Jane is in her early thirties. Her young child has just started school. Jane’s back at work and wants to make a good impression on her new boss who was appointed during her maternity leave. She’s always been a bit of a perfectionist, but previously had time available to devote extra hours to meeting her excessively high standards. Now with the additional demands of motherhood and work, she feels it is all too much. At work, she worries about not being as quick and efficient as colleagues who haven’t had a maternity break. She also experiences anxiety about how her child is coping, feeling she should be a full-time mum, but knowing her income is required to make ends meet. There’s no peace at home – work-related thoughts intrude constantly, as do self-critical thoughts about her ability both as a mother and a wife. As for GAD symptoms, she has a full house! Constant worry and restlessness, sleep problems, physical feelings of tension and various aches and pains.

POST-TRAUMATIC STRESS DISORDER

When people experience a trauma such as being involved in a car accident or being attacked or mugged it is very common for them to experience fear, recurrent and distressing thoughts and memories of the event, a sense of emotional numbness, a distance from those around them and intense anxiety. They may also try to avoid any reminders of the event or its consequences. These symptoms are all very normal and are part of a process of adjusting to and making sense of what has happened.
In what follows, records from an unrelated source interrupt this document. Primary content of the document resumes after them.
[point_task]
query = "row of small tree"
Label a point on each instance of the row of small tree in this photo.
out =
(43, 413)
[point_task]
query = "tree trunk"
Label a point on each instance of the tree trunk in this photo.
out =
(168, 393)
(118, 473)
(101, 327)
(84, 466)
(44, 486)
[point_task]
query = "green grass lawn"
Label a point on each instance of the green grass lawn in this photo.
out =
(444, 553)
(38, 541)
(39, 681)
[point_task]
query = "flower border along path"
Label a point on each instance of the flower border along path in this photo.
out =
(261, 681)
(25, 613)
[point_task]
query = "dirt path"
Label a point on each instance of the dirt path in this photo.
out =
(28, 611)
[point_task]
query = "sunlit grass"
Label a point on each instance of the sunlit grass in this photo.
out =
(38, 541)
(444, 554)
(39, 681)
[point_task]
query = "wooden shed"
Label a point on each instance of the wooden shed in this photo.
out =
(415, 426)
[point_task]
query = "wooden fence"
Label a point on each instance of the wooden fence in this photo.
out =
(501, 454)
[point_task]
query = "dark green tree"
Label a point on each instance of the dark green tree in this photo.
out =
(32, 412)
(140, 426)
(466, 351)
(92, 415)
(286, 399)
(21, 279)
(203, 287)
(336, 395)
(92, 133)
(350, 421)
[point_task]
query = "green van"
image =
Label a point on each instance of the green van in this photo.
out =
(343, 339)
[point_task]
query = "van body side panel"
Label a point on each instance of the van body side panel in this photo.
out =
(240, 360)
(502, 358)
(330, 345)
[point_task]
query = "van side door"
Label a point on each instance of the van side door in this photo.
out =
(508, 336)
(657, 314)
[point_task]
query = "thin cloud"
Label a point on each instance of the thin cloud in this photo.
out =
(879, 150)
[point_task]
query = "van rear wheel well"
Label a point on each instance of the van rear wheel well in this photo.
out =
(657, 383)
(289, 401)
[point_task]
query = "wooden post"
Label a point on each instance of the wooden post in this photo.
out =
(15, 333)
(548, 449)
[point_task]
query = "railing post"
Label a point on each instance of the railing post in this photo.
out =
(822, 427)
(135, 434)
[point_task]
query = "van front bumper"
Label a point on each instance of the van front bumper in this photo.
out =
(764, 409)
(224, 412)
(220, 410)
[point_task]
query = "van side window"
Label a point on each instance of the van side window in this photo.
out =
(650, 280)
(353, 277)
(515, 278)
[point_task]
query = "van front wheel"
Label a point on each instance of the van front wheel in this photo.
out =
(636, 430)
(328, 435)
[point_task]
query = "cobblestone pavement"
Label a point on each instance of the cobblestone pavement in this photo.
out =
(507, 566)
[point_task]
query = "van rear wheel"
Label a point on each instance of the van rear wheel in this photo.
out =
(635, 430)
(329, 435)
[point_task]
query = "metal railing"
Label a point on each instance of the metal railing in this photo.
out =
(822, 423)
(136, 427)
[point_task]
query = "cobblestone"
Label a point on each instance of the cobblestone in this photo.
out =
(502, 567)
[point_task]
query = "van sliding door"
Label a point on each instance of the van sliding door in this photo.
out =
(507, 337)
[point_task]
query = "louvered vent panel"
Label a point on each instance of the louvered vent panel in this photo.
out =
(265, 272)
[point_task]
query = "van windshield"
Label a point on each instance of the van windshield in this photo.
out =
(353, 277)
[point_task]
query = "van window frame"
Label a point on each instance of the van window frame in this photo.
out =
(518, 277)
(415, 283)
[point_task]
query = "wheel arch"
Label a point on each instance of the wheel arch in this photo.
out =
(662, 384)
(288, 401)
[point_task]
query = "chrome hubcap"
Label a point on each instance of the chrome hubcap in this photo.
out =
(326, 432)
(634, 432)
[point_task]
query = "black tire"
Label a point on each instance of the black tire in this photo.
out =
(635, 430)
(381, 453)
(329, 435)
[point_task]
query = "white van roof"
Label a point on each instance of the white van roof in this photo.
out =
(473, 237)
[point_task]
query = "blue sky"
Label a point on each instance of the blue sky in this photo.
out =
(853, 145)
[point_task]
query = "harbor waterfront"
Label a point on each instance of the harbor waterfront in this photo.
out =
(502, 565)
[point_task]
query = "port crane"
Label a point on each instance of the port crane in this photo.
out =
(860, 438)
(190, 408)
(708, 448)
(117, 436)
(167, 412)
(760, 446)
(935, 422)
Generally, these symptoms diminish in the few weeks following a trauma and most people recover well with time and support. For some people, however, these symptoms persist or even worsen over time and it feels impossible to move on from what has happened. In some cases symptoms can continue or even suddenly begin months or even years after the trauma. This is post-traumatic stress disorder. We discuss it and suggest ways of coping with it in Chapter 7, which covers using CBT to cope with difficult life events.

PHOBIAS

A phobia is a strong fear or dread which is out of proportion to the reality of the situation causing it. Coming near or actually in contact with the feared thing or situation causes anxiety, and just thinking of what you are phobic about is frightening and upsetting. You may sometimes be able to avoid the feared situation, but in many cases this can mean restricting your life. Also, the more you avoid, the more you may want to avoid and this can become more and more limiting over time.

There are many phobias of specific things or situations. Common examples include claustrophobia (fear of confined spaces or of being trapped), fears of specific animals and fears of injections, vomiting or choking. There are dozens of phobias, but the treatment for them all follows the same principles of graded exposure which we discuss later in this chapter.